A voicemail came from my cousin Doreen. She invited me out to her son’s first-communion party the next Sunday. I was about to delete it—I hadn’t heard from her in five or six years—but then she nailed me: she was making my mom’s beef stew.

  As I said, the key to a successful con is to use the mark’s greed against him, and I missed that stew. The whole invitation reeked of a setup. I knew that a couple days before the event, she’d call me up to mention my dad might be there too and check to see if that was okay. I wouldn’t be able to say no without being the bad guy. My father was probably orchestrating the whole thing. Well, at the very least it was good to know the guy hadn’t lost his touch for setting people up.

  I’d let him have this one. The fact was, I needed some time with the old crook. Right now I had the unsavory choice between, on the one hand, playing along with Henry and keeping my dream life, and, on the other, snitching to the police and facing down William “I Know Nine Ways to Kill a Guy with an Envelope” Marcus. It was either honor among thieves or, like my mom had once begged my dad, just tell them everything. Now that my ass was on the line, the answer didn’t seem so clear-cut.

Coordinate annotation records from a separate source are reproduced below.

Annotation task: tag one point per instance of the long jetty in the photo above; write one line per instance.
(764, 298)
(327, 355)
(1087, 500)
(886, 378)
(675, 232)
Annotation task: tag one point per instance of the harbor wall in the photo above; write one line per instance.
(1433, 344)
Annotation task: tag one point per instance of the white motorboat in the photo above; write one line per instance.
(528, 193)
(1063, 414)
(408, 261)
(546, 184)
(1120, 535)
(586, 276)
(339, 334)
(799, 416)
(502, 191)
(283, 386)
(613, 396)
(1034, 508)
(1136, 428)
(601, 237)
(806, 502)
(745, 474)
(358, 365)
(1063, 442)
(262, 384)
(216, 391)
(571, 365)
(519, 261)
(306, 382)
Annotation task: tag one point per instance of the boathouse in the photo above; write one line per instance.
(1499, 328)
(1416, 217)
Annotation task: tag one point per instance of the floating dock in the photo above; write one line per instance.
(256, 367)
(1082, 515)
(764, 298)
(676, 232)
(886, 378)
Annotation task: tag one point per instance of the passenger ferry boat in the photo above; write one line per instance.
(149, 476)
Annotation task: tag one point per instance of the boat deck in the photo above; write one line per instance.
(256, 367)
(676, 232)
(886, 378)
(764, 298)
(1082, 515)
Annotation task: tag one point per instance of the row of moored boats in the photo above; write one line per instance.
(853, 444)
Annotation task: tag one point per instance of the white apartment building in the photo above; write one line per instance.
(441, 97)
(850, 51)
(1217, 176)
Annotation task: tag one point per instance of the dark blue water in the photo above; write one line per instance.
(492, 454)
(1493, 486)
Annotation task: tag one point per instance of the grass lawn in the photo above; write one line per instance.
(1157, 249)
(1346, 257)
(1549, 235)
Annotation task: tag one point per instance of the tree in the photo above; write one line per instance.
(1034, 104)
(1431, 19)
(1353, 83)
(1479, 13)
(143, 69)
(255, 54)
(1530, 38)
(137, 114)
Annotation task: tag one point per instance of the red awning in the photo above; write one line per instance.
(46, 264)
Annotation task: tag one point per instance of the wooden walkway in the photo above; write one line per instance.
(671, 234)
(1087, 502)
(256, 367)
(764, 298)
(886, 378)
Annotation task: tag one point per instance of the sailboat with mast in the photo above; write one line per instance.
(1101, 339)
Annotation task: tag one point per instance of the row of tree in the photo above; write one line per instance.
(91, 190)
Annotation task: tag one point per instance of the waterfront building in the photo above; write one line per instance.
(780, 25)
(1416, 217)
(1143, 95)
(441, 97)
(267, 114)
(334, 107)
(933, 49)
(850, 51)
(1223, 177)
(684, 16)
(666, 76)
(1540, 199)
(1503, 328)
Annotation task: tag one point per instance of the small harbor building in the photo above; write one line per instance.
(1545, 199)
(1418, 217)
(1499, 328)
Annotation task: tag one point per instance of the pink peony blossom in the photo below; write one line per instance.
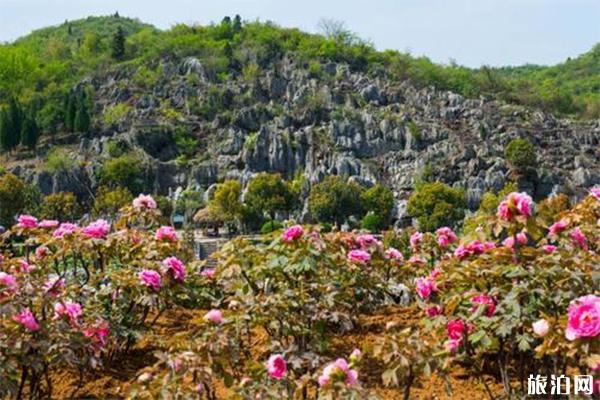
(515, 204)
(27, 221)
(176, 267)
(338, 371)
(97, 229)
(27, 319)
(455, 329)
(144, 201)
(214, 316)
(98, 334)
(416, 239)
(366, 241)
(54, 286)
(293, 233)
(359, 256)
(393, 254)
(208, 273)
(541, 327)
(486, 301)
(276, 366)
(425, 287)
(445, 236)
(583, 318)
(166, 233)
(69, 309)
(65, 228)
(579, 238)
(434, 311)
(558, 226)
(48, 224)
(151, 279)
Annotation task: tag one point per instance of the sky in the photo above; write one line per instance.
(469, 32)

  So I skipped over Doreen, called my father myself, and asked him to meet me.

  “Great,” he said. “I’ll pick you up.” I’d thought I was throwing him a bone, but he didn’t sound like he needed much sympathy.

  When he arrived, I saw that he’d gotten the Cutlass up and running and then some. At traffic lights, it felt like a plane taking off.

  “I had to hone the cylinders,” he said.

  “Add some volume?”

  “Maybe,” he said with a guilty smile.

  I gave him a look.

  “I figured while I was in there, you know? It’s about four-sixty now and I managed to scrounge a five-fifty top-end kit.”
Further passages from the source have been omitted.